On 24.10.2015 09:36, James Heald wrote:
On 24/10/2015 00:50, Stas Malyshev wrote:
Hi!
least one Wikipedia) are considered to refer to
equivalent classes on
Wikidata, which could be expressed by a small subclass-of cycle. For
We can do it, but I'd rather we didn't. The reason is that it would
require engine that queries such data (e.g. SPARQL engine) to be
comfortable with cycles in property paths (especially ones with + and
*), and not every one is (Blazegraph for example looks like does not
handle them out of the box). It can be dealt with, I assume, but why
create trouble for ourselves?
It should be a basic requirement of any SPARQL engine that it should be
able to handle path queries that contain cycles.
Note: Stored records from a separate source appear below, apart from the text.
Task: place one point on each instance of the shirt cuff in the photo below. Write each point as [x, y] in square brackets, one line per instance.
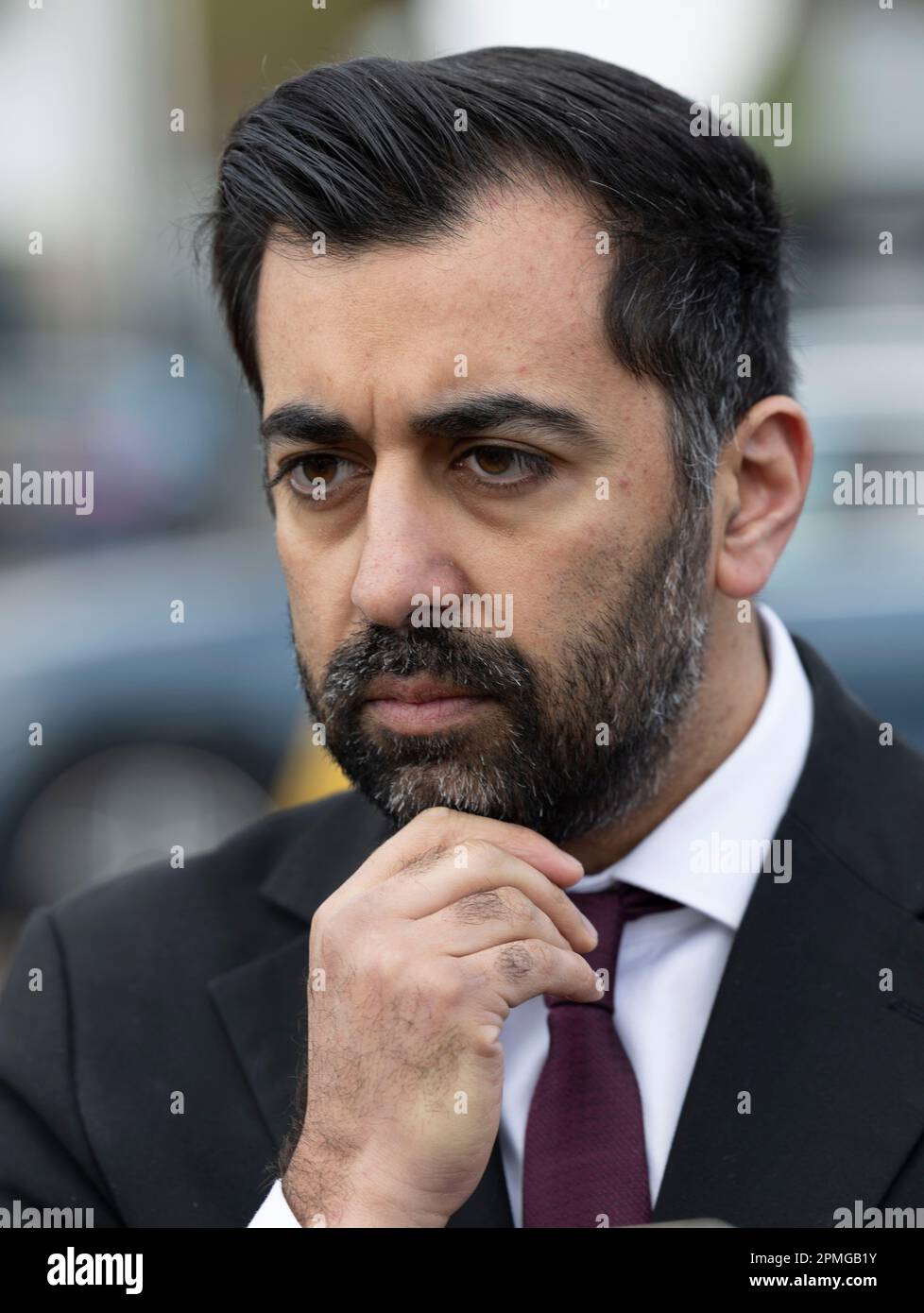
[275, 1211]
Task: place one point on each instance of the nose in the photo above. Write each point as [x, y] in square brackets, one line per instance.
[407, 546]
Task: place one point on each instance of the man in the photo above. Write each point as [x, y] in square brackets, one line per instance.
[624, 921]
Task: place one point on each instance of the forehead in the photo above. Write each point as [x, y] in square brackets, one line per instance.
[518, 293]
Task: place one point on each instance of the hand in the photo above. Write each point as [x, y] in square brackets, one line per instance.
[414, 965]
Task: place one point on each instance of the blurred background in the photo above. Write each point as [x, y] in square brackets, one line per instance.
[158, 733]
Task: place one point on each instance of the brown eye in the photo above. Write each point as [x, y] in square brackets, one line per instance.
[505, 467]
[319, 473]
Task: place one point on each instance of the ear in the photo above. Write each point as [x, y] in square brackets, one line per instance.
[761, 488]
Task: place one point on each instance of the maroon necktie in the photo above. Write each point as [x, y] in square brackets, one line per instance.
[584, 1153]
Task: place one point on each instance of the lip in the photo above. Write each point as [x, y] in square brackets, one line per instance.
[414, 689]
[419, 704]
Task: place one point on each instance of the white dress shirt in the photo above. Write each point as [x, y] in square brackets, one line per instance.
[670, 963]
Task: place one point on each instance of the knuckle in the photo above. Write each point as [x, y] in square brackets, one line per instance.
[440, 981]
[476, 908]
[519, 904]
[516, 960]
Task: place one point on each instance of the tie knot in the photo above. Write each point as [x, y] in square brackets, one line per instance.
[609, 910]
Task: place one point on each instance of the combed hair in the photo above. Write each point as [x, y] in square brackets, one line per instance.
[368, 152]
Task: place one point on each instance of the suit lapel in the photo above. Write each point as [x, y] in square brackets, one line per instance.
[263, 1002]
[833, 1065]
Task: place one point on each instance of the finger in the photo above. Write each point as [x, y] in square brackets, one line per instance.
[485, 919]
[529, 966]
[415, 893]
[438, 830]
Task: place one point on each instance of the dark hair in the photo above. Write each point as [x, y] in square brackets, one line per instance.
[369, 152]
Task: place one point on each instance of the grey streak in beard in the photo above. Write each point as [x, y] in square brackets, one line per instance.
[634, 669]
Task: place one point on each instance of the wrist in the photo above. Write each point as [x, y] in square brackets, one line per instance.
[320, 1192]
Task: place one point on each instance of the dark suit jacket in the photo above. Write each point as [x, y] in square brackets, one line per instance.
[193, 981]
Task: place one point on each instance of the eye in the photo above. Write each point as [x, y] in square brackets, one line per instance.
[307, 469]
[505, 467]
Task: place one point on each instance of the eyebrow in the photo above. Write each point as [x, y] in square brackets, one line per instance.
[294, 423]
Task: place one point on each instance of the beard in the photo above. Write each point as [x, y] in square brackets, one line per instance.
[569, 747]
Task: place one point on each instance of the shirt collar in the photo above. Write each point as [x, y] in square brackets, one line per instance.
[743, 800]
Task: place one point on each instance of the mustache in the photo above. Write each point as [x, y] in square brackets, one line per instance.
[485, 665]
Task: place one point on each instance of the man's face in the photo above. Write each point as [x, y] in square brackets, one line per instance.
[562, 713]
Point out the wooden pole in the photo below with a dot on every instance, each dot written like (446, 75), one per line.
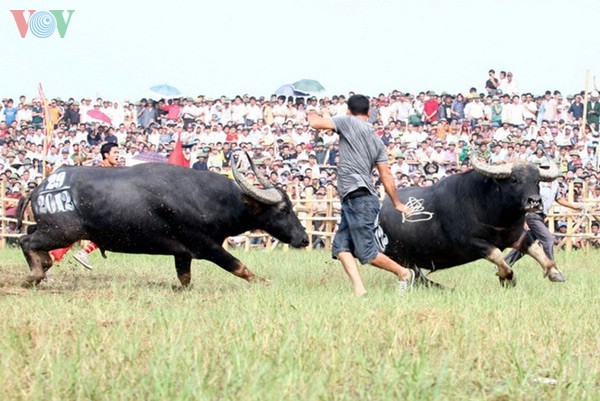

For example, consider equivalence relationships like P460 "said to be
the same as", which is being used to link given names together.
If we want to find all the names in a particular equivalence class, and
eg rank them by their incidence count, as is done in the 'query' columns at
https://www.wikidata.org/wiki/Wikidata:WikiProject_Names/given-name_variants
then being able to handle cycles in path queries is a basic requirement
for the job.
I agree. Even if we discourage cycles in other cases, there is still no
guarantee that there won't be any, so the engine should be robust
against this.
On the other hand, we have to live with the technical infrastructure we
got. If BlazeGraph does not handle cycles well, we should encourage
their team to work on fixing this, but at the same time we need to work
around the issue for a while.
"Said to be the same as" is a good example of a case where cycles are
unavoidable. A possible workaround in this case is to make sure that the
transitive closure of "said to be the same as" is already in the data,
such that the path "P460+" returns the same results as a mere "P460"
would. It's not ideal, but maybe workable.
Markus